Working...
ClinicalTrials.gov
ClinicalTrials.gov Menu

Randomised Study of Interferon-free Treatment for Recently Acquired Hepatitis C in PWID and People With HIV Coinfection. (REACT)

The safety and scientific validity of this study is the responsibility of the study sponsor and investigators. Listing a study does not mean it has been evaluated by the U.S. Federal Government. Read our disclaimer for details.
ClinicalTrials.gov Identifier: NCT02625909
Recruitment Status : Active, not recruiting
First Posted : December 9, 2015
Last Update Posted : June 13, 2019
Sponsor:
Information provided by (Responsible Party):
Kirby Institute

Brief Summary:

The aim of the study is to determine if treatment for recently acquired hepatitis C infection (with or without HIV coinfection) can be shortened when treating with the interferon-free therapy sofosbuvir/velpatasvir (SOF/VEL).

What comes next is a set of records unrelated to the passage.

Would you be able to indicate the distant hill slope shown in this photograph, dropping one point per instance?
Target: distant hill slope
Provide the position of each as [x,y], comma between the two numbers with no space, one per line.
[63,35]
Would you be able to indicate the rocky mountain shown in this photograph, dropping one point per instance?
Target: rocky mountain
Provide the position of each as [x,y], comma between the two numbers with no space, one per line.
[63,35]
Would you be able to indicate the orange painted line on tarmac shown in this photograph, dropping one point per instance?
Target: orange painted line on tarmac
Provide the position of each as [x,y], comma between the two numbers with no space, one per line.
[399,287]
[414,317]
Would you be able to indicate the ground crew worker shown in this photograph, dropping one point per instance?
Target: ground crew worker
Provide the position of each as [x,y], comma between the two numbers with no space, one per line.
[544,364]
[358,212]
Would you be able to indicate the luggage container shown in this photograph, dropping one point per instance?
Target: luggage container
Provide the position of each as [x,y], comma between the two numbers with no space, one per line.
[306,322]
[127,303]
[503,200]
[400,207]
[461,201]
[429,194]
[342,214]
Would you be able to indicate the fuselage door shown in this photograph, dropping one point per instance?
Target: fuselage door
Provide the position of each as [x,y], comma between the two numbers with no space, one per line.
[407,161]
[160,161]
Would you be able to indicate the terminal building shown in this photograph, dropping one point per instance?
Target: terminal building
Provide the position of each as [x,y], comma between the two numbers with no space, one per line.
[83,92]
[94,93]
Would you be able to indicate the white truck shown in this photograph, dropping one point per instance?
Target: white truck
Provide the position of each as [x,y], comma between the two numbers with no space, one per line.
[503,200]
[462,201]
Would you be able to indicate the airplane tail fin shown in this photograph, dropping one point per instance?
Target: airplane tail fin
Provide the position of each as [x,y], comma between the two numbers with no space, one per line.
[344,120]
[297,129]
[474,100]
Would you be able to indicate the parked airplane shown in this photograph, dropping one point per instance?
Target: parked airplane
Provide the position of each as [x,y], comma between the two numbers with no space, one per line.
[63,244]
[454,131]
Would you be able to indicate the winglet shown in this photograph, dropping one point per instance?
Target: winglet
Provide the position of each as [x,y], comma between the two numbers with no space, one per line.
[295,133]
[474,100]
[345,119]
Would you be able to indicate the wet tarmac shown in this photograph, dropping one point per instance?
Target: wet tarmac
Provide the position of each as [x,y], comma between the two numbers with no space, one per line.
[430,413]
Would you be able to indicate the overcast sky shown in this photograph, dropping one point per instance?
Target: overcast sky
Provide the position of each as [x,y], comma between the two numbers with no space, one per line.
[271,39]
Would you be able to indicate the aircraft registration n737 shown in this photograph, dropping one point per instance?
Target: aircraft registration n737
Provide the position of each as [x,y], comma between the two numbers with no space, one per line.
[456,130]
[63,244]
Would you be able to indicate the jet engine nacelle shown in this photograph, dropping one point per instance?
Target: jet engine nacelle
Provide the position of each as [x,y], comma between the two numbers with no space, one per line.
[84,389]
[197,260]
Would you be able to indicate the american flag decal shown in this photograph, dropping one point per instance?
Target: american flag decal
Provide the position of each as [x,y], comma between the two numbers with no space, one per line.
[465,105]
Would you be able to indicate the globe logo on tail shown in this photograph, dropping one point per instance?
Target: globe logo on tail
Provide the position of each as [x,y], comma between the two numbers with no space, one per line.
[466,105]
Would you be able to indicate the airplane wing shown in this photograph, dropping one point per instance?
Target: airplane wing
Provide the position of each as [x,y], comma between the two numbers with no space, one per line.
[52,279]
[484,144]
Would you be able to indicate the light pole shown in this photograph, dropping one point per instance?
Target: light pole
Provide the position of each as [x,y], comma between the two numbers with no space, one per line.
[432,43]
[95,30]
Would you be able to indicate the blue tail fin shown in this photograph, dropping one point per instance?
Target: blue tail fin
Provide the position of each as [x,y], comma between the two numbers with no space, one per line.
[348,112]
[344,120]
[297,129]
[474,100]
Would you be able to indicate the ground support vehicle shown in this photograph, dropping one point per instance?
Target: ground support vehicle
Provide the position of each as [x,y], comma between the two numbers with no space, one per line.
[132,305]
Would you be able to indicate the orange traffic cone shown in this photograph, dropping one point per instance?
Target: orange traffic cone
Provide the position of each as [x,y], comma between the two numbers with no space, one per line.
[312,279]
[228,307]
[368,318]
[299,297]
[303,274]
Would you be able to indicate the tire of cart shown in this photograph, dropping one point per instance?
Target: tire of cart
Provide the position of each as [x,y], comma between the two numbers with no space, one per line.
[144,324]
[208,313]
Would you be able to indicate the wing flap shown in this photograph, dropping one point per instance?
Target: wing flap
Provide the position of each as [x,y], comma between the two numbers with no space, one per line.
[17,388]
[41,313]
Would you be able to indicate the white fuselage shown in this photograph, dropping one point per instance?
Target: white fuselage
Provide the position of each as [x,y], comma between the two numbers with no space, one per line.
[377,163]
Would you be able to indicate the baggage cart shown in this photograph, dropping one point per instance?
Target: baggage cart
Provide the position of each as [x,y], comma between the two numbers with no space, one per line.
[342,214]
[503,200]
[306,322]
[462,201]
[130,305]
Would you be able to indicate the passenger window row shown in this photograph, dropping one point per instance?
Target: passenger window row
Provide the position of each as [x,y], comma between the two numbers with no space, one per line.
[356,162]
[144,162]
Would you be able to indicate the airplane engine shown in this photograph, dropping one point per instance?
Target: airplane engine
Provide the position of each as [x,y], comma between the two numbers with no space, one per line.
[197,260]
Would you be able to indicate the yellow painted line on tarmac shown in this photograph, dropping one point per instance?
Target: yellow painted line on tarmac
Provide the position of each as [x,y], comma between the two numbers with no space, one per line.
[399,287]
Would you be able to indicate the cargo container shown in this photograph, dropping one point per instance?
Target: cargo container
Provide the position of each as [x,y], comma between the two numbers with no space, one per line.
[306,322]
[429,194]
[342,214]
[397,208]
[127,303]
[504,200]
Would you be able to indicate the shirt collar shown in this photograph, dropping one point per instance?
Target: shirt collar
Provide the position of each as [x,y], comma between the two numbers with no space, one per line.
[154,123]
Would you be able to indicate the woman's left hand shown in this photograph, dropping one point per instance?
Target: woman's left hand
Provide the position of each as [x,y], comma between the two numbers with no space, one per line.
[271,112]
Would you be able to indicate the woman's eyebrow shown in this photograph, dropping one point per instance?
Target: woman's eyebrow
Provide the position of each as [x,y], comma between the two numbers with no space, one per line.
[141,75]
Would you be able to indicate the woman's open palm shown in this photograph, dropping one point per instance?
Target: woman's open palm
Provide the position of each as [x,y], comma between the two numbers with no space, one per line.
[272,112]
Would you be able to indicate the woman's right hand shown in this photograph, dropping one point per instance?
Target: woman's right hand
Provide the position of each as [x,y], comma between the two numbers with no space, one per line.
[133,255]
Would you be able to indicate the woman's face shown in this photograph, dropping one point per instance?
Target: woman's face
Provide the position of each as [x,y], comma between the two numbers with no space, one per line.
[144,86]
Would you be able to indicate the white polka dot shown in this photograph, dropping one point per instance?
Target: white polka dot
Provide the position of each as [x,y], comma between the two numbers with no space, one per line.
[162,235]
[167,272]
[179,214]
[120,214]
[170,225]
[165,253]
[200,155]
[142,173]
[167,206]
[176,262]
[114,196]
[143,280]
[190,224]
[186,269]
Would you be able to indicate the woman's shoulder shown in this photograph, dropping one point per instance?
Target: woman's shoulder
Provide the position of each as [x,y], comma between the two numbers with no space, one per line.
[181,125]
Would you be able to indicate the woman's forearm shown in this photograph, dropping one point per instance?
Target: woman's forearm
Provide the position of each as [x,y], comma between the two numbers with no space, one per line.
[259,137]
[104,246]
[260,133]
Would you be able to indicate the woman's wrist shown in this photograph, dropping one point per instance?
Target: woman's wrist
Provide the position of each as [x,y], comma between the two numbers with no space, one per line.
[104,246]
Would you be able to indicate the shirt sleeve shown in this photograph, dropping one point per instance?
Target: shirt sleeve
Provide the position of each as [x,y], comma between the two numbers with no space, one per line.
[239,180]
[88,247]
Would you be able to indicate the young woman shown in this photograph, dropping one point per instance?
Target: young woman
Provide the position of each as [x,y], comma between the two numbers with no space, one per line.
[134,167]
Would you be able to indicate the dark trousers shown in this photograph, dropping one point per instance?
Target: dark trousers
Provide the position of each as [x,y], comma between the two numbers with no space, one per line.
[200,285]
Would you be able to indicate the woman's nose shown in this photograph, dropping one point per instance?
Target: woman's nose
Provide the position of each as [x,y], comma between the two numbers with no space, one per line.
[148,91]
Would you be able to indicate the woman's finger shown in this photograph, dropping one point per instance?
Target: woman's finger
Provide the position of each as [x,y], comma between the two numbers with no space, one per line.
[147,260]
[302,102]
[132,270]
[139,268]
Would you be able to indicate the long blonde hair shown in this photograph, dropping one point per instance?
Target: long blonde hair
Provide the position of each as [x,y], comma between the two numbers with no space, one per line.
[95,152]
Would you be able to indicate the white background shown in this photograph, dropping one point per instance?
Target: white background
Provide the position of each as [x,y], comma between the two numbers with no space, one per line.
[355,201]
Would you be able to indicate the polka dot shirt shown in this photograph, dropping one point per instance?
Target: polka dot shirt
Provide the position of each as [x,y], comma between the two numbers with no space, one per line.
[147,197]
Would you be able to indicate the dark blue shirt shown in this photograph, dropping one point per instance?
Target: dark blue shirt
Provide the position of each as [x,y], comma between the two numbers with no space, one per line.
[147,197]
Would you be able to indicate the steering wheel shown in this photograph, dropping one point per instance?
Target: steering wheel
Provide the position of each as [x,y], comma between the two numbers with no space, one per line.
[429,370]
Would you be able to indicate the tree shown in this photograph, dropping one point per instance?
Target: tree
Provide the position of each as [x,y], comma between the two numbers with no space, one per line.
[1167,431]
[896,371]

SOF/VEL is a new treatment for hepatitis C called direct acting antiviral which targets the hepatitis C virus replication cycle and has been shown in phase II studies in chronic HCV to be highly effective (SVR12 >95%) when given for 12 weeks.

Data has shown that treatment can be shortened when treating recently acquired HCV with interferon containing treatments. It is not known whether treatment with SOF/VEL can be shortened.

This study aims to find out if treatment for 6 weeks with open-label SOF/VEL is equivalent to treatment for 12 weeks with SOF/VEL in participants with recently acquired hepatitis C infection. The project is a randomised study where both participants and investigators would not find out the treatment duration of the participants until week 6 of treatment.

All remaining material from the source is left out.